DOT Project Number:  90-00-LRTF-515

Fiscal Year:  2005

Award:  $19,175.00

Principal Investigator:  Dr. James Jurgenson, Department of Biology, University of Northern Iowa, James.Jurgenson@uni.edu

Other Project Participants:  Zach Regelin, John Holding, and Lauren Alsager, Department of Biology, University of Northern Iowa

Summary Report:

Analysis of populations of Panicum virgatum using Fluorescent AFLP analysis and identification of micro-satellite markers to distinguish cultivated from native switch grass.
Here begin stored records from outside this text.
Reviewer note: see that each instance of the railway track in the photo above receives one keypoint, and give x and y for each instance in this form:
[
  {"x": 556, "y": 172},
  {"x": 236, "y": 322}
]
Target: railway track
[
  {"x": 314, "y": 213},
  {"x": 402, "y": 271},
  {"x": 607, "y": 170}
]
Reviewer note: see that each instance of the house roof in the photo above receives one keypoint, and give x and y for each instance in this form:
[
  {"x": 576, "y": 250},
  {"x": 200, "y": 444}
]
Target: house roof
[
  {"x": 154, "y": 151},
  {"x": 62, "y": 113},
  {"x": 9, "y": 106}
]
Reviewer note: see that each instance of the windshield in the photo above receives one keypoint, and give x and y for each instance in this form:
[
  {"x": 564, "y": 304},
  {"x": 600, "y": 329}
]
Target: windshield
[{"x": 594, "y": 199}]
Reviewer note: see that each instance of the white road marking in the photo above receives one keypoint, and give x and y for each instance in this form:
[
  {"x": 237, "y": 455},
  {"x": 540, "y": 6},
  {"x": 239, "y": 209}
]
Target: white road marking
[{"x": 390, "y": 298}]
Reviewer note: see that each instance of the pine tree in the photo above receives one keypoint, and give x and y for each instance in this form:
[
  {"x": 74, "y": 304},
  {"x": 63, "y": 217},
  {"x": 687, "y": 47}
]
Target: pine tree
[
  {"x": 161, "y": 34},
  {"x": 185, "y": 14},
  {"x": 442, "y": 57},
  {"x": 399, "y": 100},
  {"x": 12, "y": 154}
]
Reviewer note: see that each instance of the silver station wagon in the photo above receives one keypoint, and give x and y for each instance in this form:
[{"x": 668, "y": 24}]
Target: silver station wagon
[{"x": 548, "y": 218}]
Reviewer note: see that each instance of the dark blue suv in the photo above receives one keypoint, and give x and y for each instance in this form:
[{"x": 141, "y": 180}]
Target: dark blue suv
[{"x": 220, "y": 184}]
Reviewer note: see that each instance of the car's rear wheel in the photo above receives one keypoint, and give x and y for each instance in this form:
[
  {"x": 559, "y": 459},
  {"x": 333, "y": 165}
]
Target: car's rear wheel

Amplified Fragment Length Polymorphism (AFLP) was applied to Panicum virgatum DNA in an attempt to identify micro-satellite markers. In theory, these markers could be useful to discriminate Panicum virgatum (switch grass) native to Iowa from commercially bred varieties developed for forage and widely planted in the state. Samples were collected from several locations in Iowa including the Neil Smith Wildlife Refuge.   DNA was extracted from the samples and first analyzed using Fluorescent AFLP and electrophoretic separation on the Beckman CEQ 8000 Genetic Analyzer.  This analysis showed and confirmed earlier observations that none of the samples collected from the field exhibited DNA fragment patterns similar to that obtained by analysis of DNA extracted from commercial cultivar strains of Panicum virgatum.  The typical analysis of DNA with the AFLP technique involves digestion of the DNA samples restriction enzymes, modification of the digested DNA with synthetic end fragments called adapters and a  selective PCR amplification of restriction fragments with primers complementary to the enzyme cut sites.  This process costs about $30/ sample.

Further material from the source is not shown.